Erik Gensler: Absolutely. What was one or two of the most meaningful moments you remember over those days?

Britton Smith: Audra MacDonald said on the third day, “We have to have a diversity of tactics. We can’t fight issues of systemic structural 400 years and older racism one way and we have to really enable ourselves to see what we have within us that are useful sources in this fight.” And I think what’s exciting about that, to me, is that people may assume that we’re all prepared and that we’re all experts or that we’re all people who studied law and policy. No, no, no, no. We’re all people who have a vision—because we’re artists—of what the world should look like. And so, we see what it is and we’re like, “Okay, who do we have near us and what are their tools?” I mean, we link tools. That’s a diversity of tactics. I mean, we all show up in our best way and fight the fight together. That’s a very meaningful, useful way of coming at this, instead of being paralyzed. That’s the only thing wrong to do right now is to do nothing. You know? So, another thing that was powerful that stayed with me is that Black people are awesome. Black people are awesome! My ancestors, my grandmother, my dad, my mom, their parents, their parents, their parents, their parents, have all felt what I feel right now and worse. I have privilege. Like, I’m on a Zoom with a white man. My grandma has never been on a Zoom when a white man, you know what I mean? I don’t know that my mom … Like, so, every generation, there’s work to be done. And I can’t imagine what they, my ancestors, feel about this moment. And I’m sure it hurts them to see that it’s still … I’m sure they’re also like, “Damn, that’s fucking great. They’re doing the work to further our freedom that we have passed on to them.” And so, the first day, we got together and we did something through music and dance that I know our ancestors were a part of. Music and dance always been a source of healing for the Black body. And so, to do that with 800 Black people on Zoom on the first day was very healing.

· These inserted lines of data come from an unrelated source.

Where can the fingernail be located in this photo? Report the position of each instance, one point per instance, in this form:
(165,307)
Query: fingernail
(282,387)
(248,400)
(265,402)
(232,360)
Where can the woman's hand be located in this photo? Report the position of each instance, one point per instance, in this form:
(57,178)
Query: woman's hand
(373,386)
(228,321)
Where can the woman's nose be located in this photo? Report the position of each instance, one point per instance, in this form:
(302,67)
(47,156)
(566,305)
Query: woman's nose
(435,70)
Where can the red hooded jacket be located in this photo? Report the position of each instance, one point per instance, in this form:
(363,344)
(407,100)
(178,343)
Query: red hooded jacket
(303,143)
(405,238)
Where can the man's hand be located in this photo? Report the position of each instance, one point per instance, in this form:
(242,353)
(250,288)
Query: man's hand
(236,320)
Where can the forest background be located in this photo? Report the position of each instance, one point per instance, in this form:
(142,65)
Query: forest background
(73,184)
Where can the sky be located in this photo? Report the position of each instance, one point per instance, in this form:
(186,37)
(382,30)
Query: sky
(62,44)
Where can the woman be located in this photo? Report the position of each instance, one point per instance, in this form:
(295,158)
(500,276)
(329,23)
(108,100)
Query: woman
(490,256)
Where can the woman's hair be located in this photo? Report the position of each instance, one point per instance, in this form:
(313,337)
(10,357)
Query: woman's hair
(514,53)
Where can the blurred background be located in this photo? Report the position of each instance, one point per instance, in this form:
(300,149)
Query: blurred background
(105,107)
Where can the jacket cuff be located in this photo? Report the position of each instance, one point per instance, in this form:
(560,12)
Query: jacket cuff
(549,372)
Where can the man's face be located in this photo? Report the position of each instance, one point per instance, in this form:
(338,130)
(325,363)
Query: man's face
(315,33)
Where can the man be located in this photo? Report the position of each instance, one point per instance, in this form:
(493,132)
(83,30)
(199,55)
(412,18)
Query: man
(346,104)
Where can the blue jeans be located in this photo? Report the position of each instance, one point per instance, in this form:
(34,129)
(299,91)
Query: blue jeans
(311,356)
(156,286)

Erik Gensler: That’s fantastic. You started to mention some of the conversations that came out of it. And, I mean, I came out of that very transformed. I think a lot of people … We ended our staff meeting early so our whole staff could watch it at home. And so, a lot of people I just know were so moved by, by watching. And I’m curious of what some of those conversations have been and who were you talking to? And what did you feel like were some of the immediate impacts?

Britton Smith: A lot of people are in this industry—because it’s an industry for money—are really afraid of being called out, are really afraid of being seen as racist, are really afraid of being seen as people who have used their power for their own gain, even though they have.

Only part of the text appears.